Da quanto si apprende due iscritti all’Anpi, con il fazzoletto dei partigiani al collo, erano in cerca di un bar a via della delle Sette chiese, a Roma, vicino alla piazza della manifestazione per il 25 aprile quando un uomo su uno scooterone chiaro con casco integrale ed un giubbotto di colore militare si è fermato, ha estratto pistola e ha sparato con pistola ad aria compressa.
I due, marito e moglie, sono stati colpiti al collo ed alla guancia il primo, alla spalla la seconda. Hanno perso sangue.
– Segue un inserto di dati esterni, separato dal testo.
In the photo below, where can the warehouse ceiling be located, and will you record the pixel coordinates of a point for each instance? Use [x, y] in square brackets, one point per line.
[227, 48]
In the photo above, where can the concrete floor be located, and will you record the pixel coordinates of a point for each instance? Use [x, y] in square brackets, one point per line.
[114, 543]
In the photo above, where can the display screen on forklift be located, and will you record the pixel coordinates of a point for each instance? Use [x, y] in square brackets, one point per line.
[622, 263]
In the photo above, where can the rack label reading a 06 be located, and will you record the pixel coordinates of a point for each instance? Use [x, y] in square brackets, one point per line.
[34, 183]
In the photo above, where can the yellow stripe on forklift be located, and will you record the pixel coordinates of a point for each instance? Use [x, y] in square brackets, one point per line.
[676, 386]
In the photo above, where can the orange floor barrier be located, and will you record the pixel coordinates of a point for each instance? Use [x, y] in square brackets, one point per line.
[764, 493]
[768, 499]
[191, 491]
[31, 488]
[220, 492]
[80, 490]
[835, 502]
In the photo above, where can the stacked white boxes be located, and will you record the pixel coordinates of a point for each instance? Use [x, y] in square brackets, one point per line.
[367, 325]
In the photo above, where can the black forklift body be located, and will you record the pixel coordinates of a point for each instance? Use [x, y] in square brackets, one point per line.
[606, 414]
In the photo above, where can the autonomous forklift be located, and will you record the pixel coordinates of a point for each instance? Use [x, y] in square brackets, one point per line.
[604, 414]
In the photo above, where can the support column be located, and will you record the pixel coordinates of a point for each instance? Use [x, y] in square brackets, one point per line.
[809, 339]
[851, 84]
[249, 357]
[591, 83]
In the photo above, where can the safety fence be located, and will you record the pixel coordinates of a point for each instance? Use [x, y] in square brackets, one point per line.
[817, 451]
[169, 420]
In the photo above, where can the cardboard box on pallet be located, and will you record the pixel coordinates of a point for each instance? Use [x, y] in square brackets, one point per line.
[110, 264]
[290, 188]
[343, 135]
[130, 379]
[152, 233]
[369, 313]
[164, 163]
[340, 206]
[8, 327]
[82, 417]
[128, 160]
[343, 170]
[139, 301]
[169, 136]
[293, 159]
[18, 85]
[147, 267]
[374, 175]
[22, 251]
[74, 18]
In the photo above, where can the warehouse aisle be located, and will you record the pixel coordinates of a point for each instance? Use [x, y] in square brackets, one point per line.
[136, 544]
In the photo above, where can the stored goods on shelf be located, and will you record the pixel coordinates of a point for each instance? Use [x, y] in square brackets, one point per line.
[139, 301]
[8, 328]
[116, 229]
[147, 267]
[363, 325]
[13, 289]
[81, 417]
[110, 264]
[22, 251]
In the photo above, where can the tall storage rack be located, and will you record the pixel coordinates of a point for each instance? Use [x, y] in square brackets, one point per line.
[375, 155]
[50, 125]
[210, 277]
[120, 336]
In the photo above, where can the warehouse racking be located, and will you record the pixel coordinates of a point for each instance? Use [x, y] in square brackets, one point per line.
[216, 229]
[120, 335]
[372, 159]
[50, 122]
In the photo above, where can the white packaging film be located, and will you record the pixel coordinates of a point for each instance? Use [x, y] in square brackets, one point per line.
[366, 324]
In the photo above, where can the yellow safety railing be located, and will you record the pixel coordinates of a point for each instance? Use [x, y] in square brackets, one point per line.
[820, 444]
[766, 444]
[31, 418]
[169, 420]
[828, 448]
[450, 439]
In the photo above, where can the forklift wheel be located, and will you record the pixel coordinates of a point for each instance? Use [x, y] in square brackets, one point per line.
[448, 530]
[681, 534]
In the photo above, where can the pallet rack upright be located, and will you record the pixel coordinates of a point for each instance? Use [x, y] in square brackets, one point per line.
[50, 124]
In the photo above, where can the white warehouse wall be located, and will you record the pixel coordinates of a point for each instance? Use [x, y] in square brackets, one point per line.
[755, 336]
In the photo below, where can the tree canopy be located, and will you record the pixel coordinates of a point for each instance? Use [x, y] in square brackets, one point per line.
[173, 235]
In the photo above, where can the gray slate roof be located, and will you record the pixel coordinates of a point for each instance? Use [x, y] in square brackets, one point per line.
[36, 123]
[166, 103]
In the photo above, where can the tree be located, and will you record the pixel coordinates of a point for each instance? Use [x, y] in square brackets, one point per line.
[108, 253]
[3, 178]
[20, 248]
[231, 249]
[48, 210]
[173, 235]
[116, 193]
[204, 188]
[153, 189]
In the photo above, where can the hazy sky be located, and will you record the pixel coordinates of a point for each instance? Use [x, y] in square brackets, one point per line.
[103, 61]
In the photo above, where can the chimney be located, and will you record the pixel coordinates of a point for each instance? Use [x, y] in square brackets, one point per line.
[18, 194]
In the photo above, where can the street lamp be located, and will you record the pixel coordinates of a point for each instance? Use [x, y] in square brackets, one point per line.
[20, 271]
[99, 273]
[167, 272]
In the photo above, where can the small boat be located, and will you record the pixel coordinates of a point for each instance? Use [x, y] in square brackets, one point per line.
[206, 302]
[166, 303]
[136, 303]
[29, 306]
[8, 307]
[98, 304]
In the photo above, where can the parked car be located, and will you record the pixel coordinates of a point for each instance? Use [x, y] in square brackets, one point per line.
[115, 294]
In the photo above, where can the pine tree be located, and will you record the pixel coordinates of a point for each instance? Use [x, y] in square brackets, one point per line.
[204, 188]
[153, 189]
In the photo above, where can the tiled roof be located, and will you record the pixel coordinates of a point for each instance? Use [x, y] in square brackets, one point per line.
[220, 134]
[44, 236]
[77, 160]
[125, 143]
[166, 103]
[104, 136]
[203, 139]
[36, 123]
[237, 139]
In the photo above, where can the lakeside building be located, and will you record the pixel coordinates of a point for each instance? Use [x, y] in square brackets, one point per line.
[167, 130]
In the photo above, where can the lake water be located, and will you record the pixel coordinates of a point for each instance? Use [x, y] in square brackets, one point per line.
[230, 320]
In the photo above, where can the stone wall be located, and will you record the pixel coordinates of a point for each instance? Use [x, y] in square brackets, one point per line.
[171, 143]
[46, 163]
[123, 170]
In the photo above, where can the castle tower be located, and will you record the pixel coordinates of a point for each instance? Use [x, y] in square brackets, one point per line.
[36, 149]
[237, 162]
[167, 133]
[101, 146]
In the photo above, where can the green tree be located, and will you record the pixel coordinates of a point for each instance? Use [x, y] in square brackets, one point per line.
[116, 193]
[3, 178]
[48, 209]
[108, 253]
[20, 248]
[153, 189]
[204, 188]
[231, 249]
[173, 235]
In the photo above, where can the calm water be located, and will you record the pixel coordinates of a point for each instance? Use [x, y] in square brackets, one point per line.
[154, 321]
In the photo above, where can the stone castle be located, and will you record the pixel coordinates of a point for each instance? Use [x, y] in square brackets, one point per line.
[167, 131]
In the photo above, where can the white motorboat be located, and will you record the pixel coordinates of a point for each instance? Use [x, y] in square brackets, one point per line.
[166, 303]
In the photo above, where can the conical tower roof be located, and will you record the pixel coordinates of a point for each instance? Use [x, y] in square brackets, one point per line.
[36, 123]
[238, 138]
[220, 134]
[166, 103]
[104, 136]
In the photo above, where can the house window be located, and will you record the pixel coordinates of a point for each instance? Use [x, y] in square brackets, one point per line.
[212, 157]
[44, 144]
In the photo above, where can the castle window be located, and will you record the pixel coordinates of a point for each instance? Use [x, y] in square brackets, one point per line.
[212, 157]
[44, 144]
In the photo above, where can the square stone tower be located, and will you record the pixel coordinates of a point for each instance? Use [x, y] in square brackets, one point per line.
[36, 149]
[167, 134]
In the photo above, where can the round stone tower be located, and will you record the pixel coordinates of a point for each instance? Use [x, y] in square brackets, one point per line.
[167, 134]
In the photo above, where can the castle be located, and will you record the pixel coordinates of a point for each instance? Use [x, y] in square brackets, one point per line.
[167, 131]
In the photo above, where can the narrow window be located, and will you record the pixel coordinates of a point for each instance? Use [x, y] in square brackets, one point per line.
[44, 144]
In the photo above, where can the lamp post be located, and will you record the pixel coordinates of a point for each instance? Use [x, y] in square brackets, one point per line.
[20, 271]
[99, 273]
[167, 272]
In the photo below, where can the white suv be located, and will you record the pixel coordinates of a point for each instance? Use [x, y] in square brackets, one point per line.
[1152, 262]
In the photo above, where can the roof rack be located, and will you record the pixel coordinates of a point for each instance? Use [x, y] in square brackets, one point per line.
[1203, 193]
Nessuno dei due è grave, hanno poi spiegato dall’Anpi. Si stanno sottoponendo alle medicazioni e “stanno bene”. Ma, aggiungono, “quello che è successo è una cosa gravissima”.
L’uomo avrebbe esploso tre colpi presumibilmente con una softair, nei pressi di parco Schuster dov’era terminato il corteo per il 25 aprile. Dalle prime informazioni, sembra che l’uomo (e non due come si era ipotizzato in un primo momento) era a bordo di uno scooter chiaro, e abbia sparato da una distanza di circa dieci metri prima di fuggire.
Sono al vaglio le immagini delle telecamere di videosorveglianza che potrebbero aver ripreso dettagli dello scooter per risalire all’identità dell’aggressore. Al momento non si esclude alcuna pista. Sulla vicenda indagano gli investigatori della Digos e del commissariato San Paolo.
La Procura di Roma attende una prima informativa dalle forze dell’ordine sul ferimento. L’incartamento potrebbe finire all’attenzione dei pm dell’antiterrorismo. Gli inquirenti potrebbero ipotizzare il reato di lesioni aggravate. I due feriti sono già stati ascoltati dagli investigatori.
Le persone colpite a Roma, che sono state ferite, fisicamente ora stanno bene ma sono “estremamente scioccate”. Lo ha detto ai giornalisti la presidente del comitato provinciale dell’Anpi, Marina Pierlorenzi. “C’erano i comizi, poi c’era la musica e nel pomeriggio, due nostri compagni, un signore e una signora, con il fazzoletto dell’Anpi, mentre stavano arrivando qui, sono stati colpiti con una pistola d’aria compressa, o una una scacciacani, io non so bene. La signora è molto scioccata, ed è stata ferita ad una spalla, il marito alla gola e ad una mano perché evidentemente ha tentato di ripararsi”.
“Sono stati medicati, stanno comunque in buona salute, ma sono estremamente scioccati – racconta la leader provinciale dell’associazione partigiani – perché, compagni e compagne sono venuti qui per stare insieme a noi in un momento di grande festa e noi siamo quel popolo che celebra la resistenza della guerra di liberazione, parlando di pace e cercando di stare bene. Infatti la festa è stata pensata in questo parco perché anche i bambini, le persone anziane possano stare con noi durante tutto il giorno”.
La presidente di Anpi Roma commenta: “Pensare che ci sia stato un agguato di questo tipo è una cosa che veramente condanniamo con tutta la nostra fermezza”.